The Chinese yuan, also known as the renminbi, is already convertible under the current account - the broadest measure of trade in goods and services. However, the capital account, which covers portfolio investment and borrowing, is still closely managed by Beijing because of worries about abrupt capital flows.
Central bank raises hope for more currency reform
And limits on iPBOC will gradually expand the yuan's trading band to help make the currency more flexible and market-driven, says Zhou Xiaochuan
With a shift in tone and language, the central bank governor has dangled the prospect of speeding up currency reform and giving markets more room to set the yuan's exchange rate as he underlines broader plans for sweeping economic change.
The central bank, under Zhou Xiaochuan, has consistently flagged its intention to liberalise financial markets and allow the yuan to trade more freely, even before the Communist Party's top brass unveiled late last week the boldest set of economic and social reforms in nearly three decades.
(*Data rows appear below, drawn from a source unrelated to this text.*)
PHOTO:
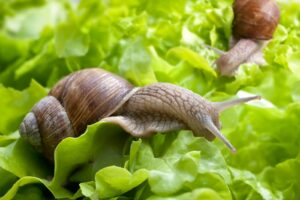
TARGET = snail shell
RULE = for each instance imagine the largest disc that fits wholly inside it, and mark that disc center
(90, 95)
(79, 99)
(255, 19)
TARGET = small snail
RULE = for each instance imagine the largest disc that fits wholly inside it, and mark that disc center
(90, 95)
(253, 26)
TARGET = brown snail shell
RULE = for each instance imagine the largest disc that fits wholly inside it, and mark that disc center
(90, 95)
(255, 19)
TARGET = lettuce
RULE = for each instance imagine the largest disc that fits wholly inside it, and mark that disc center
(145, 42)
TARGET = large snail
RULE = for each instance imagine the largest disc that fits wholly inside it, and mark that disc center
(90, 95)
(253, 26)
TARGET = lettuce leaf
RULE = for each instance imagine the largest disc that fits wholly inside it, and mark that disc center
(145, 42)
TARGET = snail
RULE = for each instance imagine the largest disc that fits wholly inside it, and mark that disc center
(90, 95)
(254, 23)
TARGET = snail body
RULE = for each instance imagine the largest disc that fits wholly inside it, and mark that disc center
(91, 95)
(253, 26)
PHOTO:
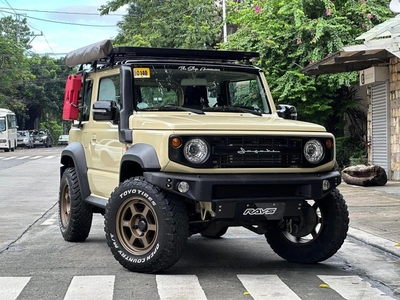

But since the 60-point reform plan was released, Zhou has suggested urgency in pushing for change, although he has not provided any specific timetable. He promised on Saturday to "pull out all stops to deepen financial sector reforms".
Dariusz Kowalczyk, an economist at Credit Agricole in Hong Kong, said the governor's comments could mean that the People's Bank of China would widen the trading band of the yuan in the near term.
"That probably means there is more upside for the renminbi," he said.
The yuan has risen this year to 6.09 per US dollar from 6.23 at the end of last year and hit a record high of close to 6.08 last month.
However, there was little evidence of any new found freedom for the yuan in trading yesterday. On the one hand, the central bank set its daily fixing for the starting point of yuan trade at a record high, but dealers said open market gains were checked by state-run banks selling the currency, probably on behalf of the central bank. In addition, the daily fixing has been consistently weaker than the spot market, indicating the central bank is trying to rein in the currency's strength.
"The PBOC is still intervening heavily to prevent the [yuan] from appreciating more," said RBS economists Louis Kuijs and Tiffany Qiu in a client note, referring to dollar trade inflows and speculation that are putting the yuan under pressure to rise.
"Freeing up the currency would imply a very large appreciation versus the [dollar], something for which we believe there would not be appetite right now."
Zhou's latest comments were released as part of a public guide book to the Communist Party's reforms. At more than 300 pages, it provides the full text of the Communist Party's blueprint and an explanation of the changes by President Xi Jinping. It includes articles by top officials, such as Zhou.
In the book, Zhou says the central bank would gradually expand the yuan's trading band to help make the currency more flexible and market-driven - comments that repeat a long-standing central bank position.
"We will widen the floating range of the yuan exchange rate in an orderly manner and increase the two-way flexibility of the currency," Zhou was quoted as saying.
To that end, the PBOC would "basically" exit from regular intervention on the currency market, he said, going slightly further than in previous comments when he had said it would reduce intervention.
The yuan's trading band was last widened in April last year.